L’Association canadienne des libertés civiles travaille depuis des années aux côtés du plaignant dans cette affaire. Ensemble, ils ont obtenu une victoire historique après un procès de six semaines en 2022, qui a été confirmée à l’unanimité par la Cour d’appel du Québec l’année dernière. L’ACLC se réjouit de pouvoir défendre la décision de la Cour d’appel sur la scène nationale et de mettre fin aux contrôles de police discriminatoires partout au Canada.
La Cour d’appel du Québec a reconnu à juste titre les effets discriminatoires sur les conducteurs racialisés du pouvoir de la police de procéder à des contrôles routiers arbitraires. La Cour a estimé que l’art. 636 du Code de la sécurité routière, qui permet aux policiers de procéder à ces détentions, est inconstitutionnel, car il viole les articles 9 et 15 de la Charte canadienne des droits et libertés.
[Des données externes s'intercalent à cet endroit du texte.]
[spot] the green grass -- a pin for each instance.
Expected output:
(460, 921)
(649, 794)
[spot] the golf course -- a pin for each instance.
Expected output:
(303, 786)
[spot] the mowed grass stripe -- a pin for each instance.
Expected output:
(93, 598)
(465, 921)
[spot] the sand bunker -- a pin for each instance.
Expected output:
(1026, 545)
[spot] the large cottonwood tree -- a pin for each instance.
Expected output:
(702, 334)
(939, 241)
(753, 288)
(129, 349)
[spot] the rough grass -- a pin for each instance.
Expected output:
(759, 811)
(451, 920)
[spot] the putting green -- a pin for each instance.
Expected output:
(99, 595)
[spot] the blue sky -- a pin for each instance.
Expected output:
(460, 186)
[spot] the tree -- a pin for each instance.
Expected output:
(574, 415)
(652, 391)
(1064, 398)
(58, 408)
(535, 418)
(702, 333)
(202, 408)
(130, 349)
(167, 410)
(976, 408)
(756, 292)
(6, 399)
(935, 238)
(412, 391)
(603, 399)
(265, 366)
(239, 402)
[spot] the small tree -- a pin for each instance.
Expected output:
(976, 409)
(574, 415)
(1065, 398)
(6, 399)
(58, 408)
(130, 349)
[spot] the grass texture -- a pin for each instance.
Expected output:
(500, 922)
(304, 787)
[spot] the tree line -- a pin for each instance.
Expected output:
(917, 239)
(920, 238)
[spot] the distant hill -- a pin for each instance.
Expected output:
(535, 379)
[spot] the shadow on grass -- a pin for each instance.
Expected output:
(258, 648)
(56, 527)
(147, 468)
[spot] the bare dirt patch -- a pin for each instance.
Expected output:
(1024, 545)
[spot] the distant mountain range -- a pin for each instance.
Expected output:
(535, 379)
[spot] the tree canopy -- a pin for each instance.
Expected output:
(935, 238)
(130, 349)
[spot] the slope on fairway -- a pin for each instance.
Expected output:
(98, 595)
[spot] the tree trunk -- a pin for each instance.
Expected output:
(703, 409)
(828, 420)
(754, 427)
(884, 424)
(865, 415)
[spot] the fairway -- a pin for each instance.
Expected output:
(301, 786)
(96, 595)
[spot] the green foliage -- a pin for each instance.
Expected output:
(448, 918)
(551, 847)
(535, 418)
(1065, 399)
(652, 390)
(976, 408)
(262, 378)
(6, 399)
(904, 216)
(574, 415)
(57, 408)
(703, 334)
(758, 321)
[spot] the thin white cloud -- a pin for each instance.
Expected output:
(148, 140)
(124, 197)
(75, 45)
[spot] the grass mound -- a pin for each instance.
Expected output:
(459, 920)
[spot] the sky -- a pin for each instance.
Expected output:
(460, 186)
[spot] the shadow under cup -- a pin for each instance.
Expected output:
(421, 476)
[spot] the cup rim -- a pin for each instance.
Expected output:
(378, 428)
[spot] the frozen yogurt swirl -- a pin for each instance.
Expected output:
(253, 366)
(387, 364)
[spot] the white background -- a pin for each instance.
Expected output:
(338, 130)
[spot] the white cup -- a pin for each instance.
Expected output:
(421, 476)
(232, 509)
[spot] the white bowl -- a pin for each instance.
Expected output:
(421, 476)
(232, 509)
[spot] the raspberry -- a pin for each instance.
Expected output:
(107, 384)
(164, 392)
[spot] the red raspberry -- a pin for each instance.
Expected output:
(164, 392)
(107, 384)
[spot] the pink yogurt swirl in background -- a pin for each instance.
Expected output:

La Cour a émis une déclaration d’invalidité constitutionnelle suspendue pour une période de six mois et, le 31 mars 2025, a refusé de prolonger cette suspension, sauf en ce qui concerne une catégorie étroite de contrôles de sobriété. Par conséquent, le pouvoir de la police québécoise de procéder à des contrôles routiers arbitraires est déjà, dans la grande majorité des cas, invalide.
L’autorisation d’interjeter appel devant la Cour suprême ayant été accordée, l’Association canadienne des libertés civiles est prête à continuer à défendre une décision historique et à faire valoir qu’aucun conducteur au Canada ne devrait être soumis à ces contrôles arbitraires, dont le gouvernement n’a pas réussi à prouver qu’ils servaient une quelconque fonction de sécurité publique et qu’ils constituaient un prétexte notoire au profilage racial.
L’ACLC est représentée par ses avocats Bruce Johnston, Lex Gill et Louis-Alexandre Hébert-Gosselin du cabinet Trudel Johnston & Lespérance.
À propos de l'Association canadienne des libertés civiles
L’ACLC est une organisation indépendante à but non lucratif qui compte des sympathisants dans tout le pays. Fondée en 1964, l’ACLC est une organisation nationale de défense des droits de l’homme qui s’engage à défendre les droits, la dignité, la sécurité et les libertés de toutes les personnes au Canada.